Our subject of study is strong approximation of stochastic differential equations (SDEs) with respect to the supremum error criterion, and we seek approximations that are strongly asymptotically optimal in specific classes of approximations. We hereby focus on two principal types of classes, namely, the classes of approximations that are based only on the evaluation of the initial value and on at most finitely many sequential evaluations of the driving Brownian motion on average, and the classes of approximations that are based only on the evaluation of the initial value and on finitely many evaluations of the driving Brownian motion at equidistant sites. For SDEs with globally Lipschitz continuous coefficients, Müller-Gronbach [Ann. Appl. Probab. 12 (2002), no. 2, 664–690] showed that specific Euler–Maruyama schemes relating to adaptive and to equidistant time discretizations are strongly asymptotically optimal in these classes. In the present article, we generalize the results above to a significantly wider class of SDEs, such as ones with super-linearly growing coefficients.
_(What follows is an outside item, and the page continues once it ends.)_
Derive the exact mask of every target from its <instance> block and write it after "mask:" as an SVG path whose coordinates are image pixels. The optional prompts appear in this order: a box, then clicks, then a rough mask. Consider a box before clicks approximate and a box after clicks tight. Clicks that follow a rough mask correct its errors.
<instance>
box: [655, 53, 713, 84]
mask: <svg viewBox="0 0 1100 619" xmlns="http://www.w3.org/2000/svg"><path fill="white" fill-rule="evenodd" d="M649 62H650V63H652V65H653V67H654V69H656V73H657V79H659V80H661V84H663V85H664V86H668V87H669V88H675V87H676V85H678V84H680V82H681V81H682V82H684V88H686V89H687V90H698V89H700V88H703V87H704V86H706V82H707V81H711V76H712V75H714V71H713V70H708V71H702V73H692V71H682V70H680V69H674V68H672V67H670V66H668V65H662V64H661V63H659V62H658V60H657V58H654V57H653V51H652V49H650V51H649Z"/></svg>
More precisely, we prove strong asymptotic optimality for specific coefficient-modified Euler–Maruyama schemes relating to adaptive and to equidistant time discretizations under rather mild assumptions on the underlying SDE. To illustrate our findings, we present two exemplary applications – namely, Euler–Maruyama schemes and tamed Euler schemes – and thereby analyze the SDE associated with the Heston-$3∕2$-model originating from mathematical finance.

我们的研究主题是相对于最高误差准则的随机微分方程（SDE）的强逼近，并且我们寻求在特定逼近类中强烈渐近最优的逼近。在此，我们关注两种主要类型的类别，即仅基于初始值的评估和平均有限的驱动布朗运动的最多连续有限评估的近似类别，以及仅基于初始布朗运动的近似有限类。仅基于对初始值的评估以及对等距站点上驱动布朗运动的有限评估。对于具有全局Lipschitz连续系数的SDE，Müller-Gronbach[Ann。应用 Probab。12（2002），no。2，[664-690]表明，在这些类别中，与自适应和等距时间离散化有关的特定欧拉-丸山方案在渐近最优。在本文中，我们将上述结果推广到更广泛的SDE类，例如具有超线性增长系数的SDE。更准确地说，我们证明了在基本SDE的相当温和的假设下，与自适应和等距时间离散化有关的特定系数修改的Euler-Maruyama方案的强渐近最优性。为了说明我们的发现，我们提出了两个示例性应用程序，即Euler-Maruyama方案和驯服的Euler方案，从而分析了与Heston- 我们将上述结果推广到更广泛的SDE类，例如具有超线性增长系数的SDE。更准确地说，我们证明了在基本SDE的相当温和的假设下，与自适应和等距时间离散化有关的特定系数修改的Euler-Maruyama方案的强渐近最优性。为了说明我们的发现，我们提出了两个示例性应用程序，即Euler-Maruyama方案和驯服的Euler方案，从而分析了与Heston- 我们将上述结果推广到更广泛的SDE类，例如具有超线性增长系数的SDE。更准确地说，我们证明了在基本SDE的相当温和的假设下，与自适应和等距时间离散化有关的特定系数修改的Euler-Maruyama方案的强渐近最优性。为了说明我们的发现，我们提出了两个示例性应用程序，即Euler-Maruyama方案和驯服的Euler方案，从而分析了与Heston-$3∕2$源自数学金融的模型。